Monday, July 23, 2007

Campaign 2008: The Stumper Stickers

I always like the amount of thought behind something as simple as a bumper sticker. Nothing like a deep intellectual dialogue about bumper sticker fonts 6 months before an election.


A design expert critiques the brand messaging of the 2008 front runners.
Newsweek
July 23, 2007 issue - Election season is taking over the front page, the evening news, and—sticker by sticker—the nation's bumpers. Like any ad, the logos of the '08 contenders are designed to sell a brand and subliminally play up a candidate's winning image.

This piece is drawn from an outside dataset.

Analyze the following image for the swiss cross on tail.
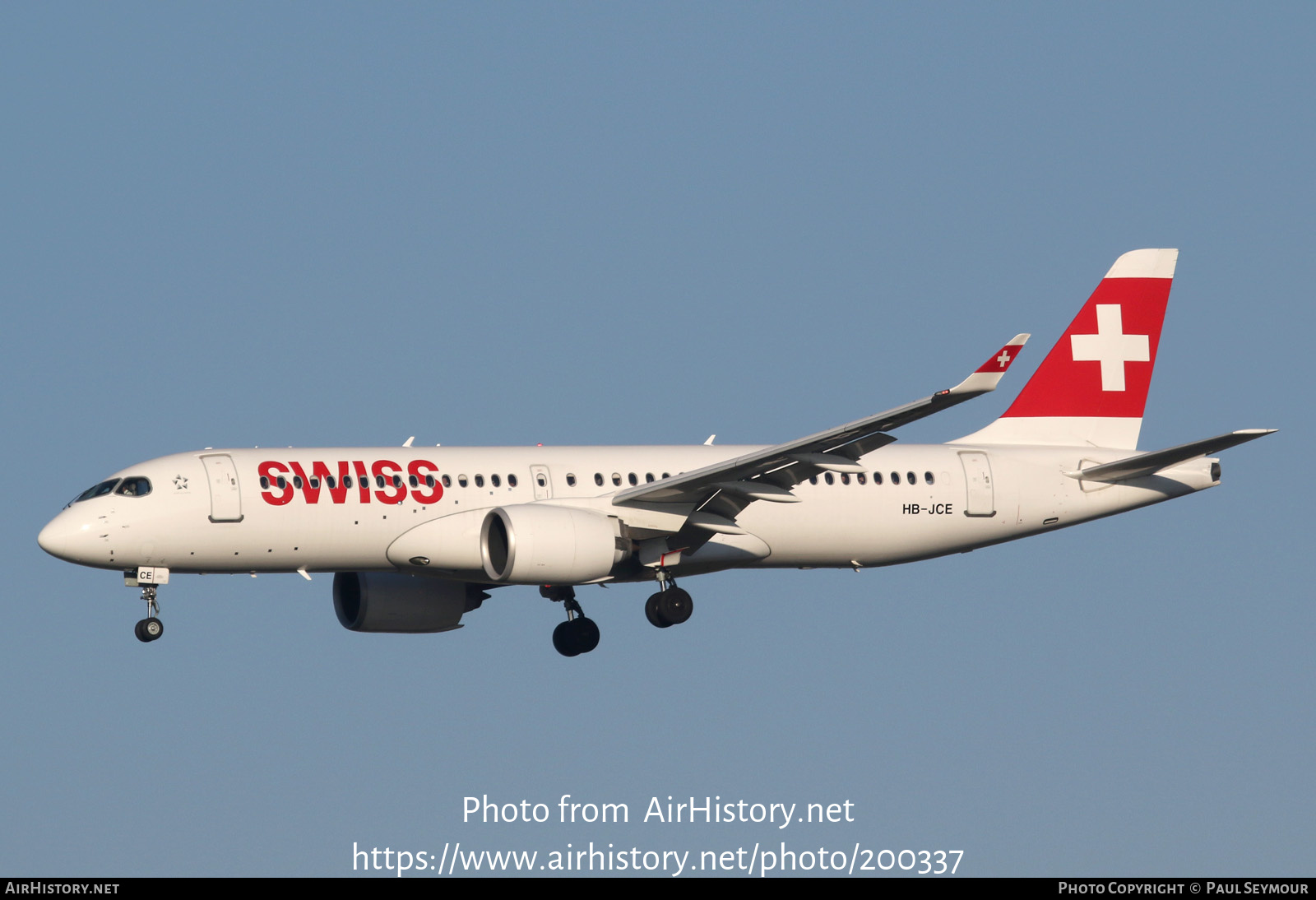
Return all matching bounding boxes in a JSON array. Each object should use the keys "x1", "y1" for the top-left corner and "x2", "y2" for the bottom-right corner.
[{"x1": 1005, "y1": 250, "x2": 1178, "y2": 419}]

PERISCOPE sat with Michael Bierut, a partner at design firm Pentagram, to parse the good, the bad and the sans serifs:



Hillary Clinton
"The deliberate branding decision here is to go by first name only," Bierut says, "to make her approachable and friendly, and to disassociate herself from the Clinton dynasty." The serif typeface (the kind with "tails" on each letter) conveys openness. "All the Democrats have swooshy elements, a curve somewhere designed to signify a suppleness and willingness to listen."




Barack Obama
"Obama is blessed with a name that looks good in type," Bierut says. "Obama's font is quite elegant and almost literary." While Clinton's flag is just a literal flag, this symbolic one "encompasses both the 'O' and a rising sun, signifying the hope of a new day—though a setting sun looks the same. Perhaps we're not supposed to consider that."



John Edwards
"Edwards uses Ventura like Giuliani, but does it the Democrat way—with airiness and asymmetry," Bierut says. "And someone thought long and hard about that decision to insert that green trail off the star. It's a kind of ham-handed gesture of symbolic environmentalism. Just that little touch of green in a campaign logo almost seems insane and daring."



Rudy Giuliani
"Rudy's logo is like a brick wall," Bierut says. "It uses an extra bold sans serif font, Ventura, and the design is squared off perfectly, nailed down from all sides like it can't move a millimeter—telling of a former prosecutor ... The tightness communicates an absolutely solid bulwark against external dangers. Rudy is clearly a product of the sophisticated New York media environment and he received very good design advice. This is the best of them all."



John McCain
"McCain has the worst logo. He's using an Optima font that many designers dislike because it's a hybrid for people who can't decide between a serif or sans serif ... It's wishy-washy, neither contemporary nor traditional." But: "This is the typeface used for the Vietnam Veterans Memorial, and with the center star straight off a military cap, it's overtly militaristic. There's no subtlety."



Mitt Romney
"Mitt is not a first name that you want to stand alone—it's an object," Bierut says. "The framing boxes are careless and half-baked. This looks like the bumper sticker of someone who's not going to win."